Spring Song is more akin to the First Symphony with its broader and dark canvas, vexed dramatics and Mussorgskian bells (7.20). Sato's propensity for the steady pulse works superbly in the King Christian II music especially in the Nocturne. While a little more playfulness would have been welcome in the Musette the deliberate approach becomes more of a liability in the Serenade which lacks fluency. Much the same can be said of the Ballade - more rhythmic lift needed. The Dryad is the latest piece here and is the most sphinx-like - the closest approach to the coldly remote planet that is the Fourth Symphony; a work of which it sometimes seems to be an epitome. The Dance Intermezzo is more ingratiating with its steely harp glint and silvery tambourine line. It is like a cheerier version of Valse Triste. Pan and Echo is a much less enigmatic piece than Nielsen's of about the same vintage. It is almost sentimentally endearing and finds its dancing shoes from 2.38 onwards. It occasionally swaps delicacy for a galumphingly Iberian flavour.
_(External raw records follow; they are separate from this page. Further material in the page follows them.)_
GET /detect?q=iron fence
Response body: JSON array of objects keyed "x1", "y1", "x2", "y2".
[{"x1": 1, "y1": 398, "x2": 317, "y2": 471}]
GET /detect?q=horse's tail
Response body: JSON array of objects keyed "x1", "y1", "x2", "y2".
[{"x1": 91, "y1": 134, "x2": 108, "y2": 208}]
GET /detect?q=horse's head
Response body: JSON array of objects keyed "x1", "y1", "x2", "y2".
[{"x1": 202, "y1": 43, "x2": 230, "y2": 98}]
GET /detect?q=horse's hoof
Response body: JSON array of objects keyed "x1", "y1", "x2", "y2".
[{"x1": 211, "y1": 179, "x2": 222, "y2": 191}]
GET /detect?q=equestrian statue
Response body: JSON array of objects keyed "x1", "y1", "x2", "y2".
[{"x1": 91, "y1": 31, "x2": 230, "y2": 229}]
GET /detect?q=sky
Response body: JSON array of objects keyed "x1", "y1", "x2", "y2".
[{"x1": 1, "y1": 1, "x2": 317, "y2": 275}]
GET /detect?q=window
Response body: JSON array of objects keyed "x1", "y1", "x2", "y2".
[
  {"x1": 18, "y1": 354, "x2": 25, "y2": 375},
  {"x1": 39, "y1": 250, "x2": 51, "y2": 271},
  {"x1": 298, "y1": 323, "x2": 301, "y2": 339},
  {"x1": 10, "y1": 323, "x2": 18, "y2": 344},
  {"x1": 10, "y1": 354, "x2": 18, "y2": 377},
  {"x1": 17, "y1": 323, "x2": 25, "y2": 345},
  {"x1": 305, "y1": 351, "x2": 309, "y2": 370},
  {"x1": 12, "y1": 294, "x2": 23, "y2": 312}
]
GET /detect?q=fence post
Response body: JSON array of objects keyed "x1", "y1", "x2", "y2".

Nice to see a themed Sibelius album; not to mention one that at the same time runs to almost 80 minutes. The theme is the pastoral though not necessarily lighter Sibelius. This is predominantly the miniaturist poet not the symphonist. It is in some measure comparable with the Jussi Jalas theatre music collection (Decca) or the EMI Classics Gemini set of Charles Groves RLPO collection.